We chose to focus on a very simple transformation from CSV documents generated by GenerateData.com to RDF. As an example, document persons.csv contains 100 rows of data.

Archive documents.zip contains CSV documents containing 100, 1000, 5000, 10000, 20000, 30000, 40000, 50000, 100000, and 200000 rows.

Transformations

For every row, a few triples with the same subject, fixed predicates, and objects computed from one column, are generated. As an example, document persons.ttl is the RDF Graph that must be generated from the CSV document that contains 100 rows.

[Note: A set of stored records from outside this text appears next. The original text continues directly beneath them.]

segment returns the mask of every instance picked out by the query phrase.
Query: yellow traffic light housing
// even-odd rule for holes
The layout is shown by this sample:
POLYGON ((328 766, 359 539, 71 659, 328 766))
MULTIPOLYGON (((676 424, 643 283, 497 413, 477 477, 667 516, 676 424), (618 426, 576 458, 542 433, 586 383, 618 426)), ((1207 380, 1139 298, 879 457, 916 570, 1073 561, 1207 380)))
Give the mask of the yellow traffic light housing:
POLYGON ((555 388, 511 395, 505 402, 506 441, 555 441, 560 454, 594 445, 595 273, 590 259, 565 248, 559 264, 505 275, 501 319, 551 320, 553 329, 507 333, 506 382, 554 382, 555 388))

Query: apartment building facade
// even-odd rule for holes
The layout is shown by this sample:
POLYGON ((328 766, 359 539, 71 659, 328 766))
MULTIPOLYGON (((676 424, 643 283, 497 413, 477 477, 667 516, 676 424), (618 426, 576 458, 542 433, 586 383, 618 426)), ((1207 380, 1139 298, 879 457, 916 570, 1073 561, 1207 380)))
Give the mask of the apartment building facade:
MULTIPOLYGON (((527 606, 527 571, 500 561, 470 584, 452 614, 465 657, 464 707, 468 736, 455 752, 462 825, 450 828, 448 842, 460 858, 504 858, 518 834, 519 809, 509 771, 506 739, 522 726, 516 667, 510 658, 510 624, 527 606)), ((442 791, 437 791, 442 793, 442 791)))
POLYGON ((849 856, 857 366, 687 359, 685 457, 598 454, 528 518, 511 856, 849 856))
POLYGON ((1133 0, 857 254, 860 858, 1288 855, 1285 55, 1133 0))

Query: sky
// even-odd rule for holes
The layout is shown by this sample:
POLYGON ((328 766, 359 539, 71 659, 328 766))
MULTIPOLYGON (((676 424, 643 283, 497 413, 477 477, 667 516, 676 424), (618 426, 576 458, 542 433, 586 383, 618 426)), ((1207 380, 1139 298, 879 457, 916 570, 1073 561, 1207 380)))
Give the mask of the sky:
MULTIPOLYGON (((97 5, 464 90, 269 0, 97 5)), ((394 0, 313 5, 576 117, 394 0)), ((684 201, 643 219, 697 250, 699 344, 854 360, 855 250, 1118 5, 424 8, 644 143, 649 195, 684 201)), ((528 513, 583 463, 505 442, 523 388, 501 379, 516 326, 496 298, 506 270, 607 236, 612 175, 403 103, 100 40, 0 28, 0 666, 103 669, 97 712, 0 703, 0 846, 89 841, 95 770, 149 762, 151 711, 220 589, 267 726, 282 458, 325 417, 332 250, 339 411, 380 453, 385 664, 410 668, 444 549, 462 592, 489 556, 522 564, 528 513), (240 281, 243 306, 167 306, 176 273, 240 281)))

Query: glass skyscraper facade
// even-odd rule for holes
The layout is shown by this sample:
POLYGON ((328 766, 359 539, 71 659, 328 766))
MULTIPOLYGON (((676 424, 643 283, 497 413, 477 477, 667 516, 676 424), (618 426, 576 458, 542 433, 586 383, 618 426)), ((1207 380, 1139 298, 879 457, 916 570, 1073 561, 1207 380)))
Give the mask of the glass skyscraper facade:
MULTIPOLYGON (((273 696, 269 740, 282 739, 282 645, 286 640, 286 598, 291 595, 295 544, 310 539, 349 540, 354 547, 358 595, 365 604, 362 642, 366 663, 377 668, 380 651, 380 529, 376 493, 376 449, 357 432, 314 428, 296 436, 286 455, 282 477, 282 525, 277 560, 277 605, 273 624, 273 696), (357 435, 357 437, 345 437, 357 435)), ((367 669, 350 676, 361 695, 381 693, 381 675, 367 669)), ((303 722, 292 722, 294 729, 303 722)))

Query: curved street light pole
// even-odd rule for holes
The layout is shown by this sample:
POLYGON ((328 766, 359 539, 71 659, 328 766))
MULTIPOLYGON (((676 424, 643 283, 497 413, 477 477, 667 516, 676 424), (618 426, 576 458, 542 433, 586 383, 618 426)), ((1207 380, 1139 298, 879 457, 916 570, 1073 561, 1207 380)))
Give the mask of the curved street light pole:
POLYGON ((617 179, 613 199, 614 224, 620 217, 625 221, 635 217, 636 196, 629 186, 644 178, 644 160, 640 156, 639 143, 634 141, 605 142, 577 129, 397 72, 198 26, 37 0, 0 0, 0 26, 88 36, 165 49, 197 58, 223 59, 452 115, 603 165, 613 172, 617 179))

The transformation is equivalently specified:

Experiment

Java project project.zip contains a Java project that measures the transformation duration for these different CSV documents using sparql-generate-jena, and RML-Processor. At the root of the Java project, file readme.md contains the instructions to reproduce the experiments.

Results

The following figures depict the results in normal, and log-log scale.

SPARQL-Generate vs RML

SPARQL-Generate vs RML, log-log scale

These results show that for this simple transformation, the execution time with sparql-generate-jena becomes faster than RML-Processor above around 1,500 rows, and linear. It is slightly above 3 min for 20,000 rows for sparql-generate-jena, when RML-Processor takes more than 6 min for 5,000 rows. Granted, comparing implementations does not necessarily highlight the true qualities of the approaches since optimizations, better choices of software libraries, and so on, could dramatically impact the results.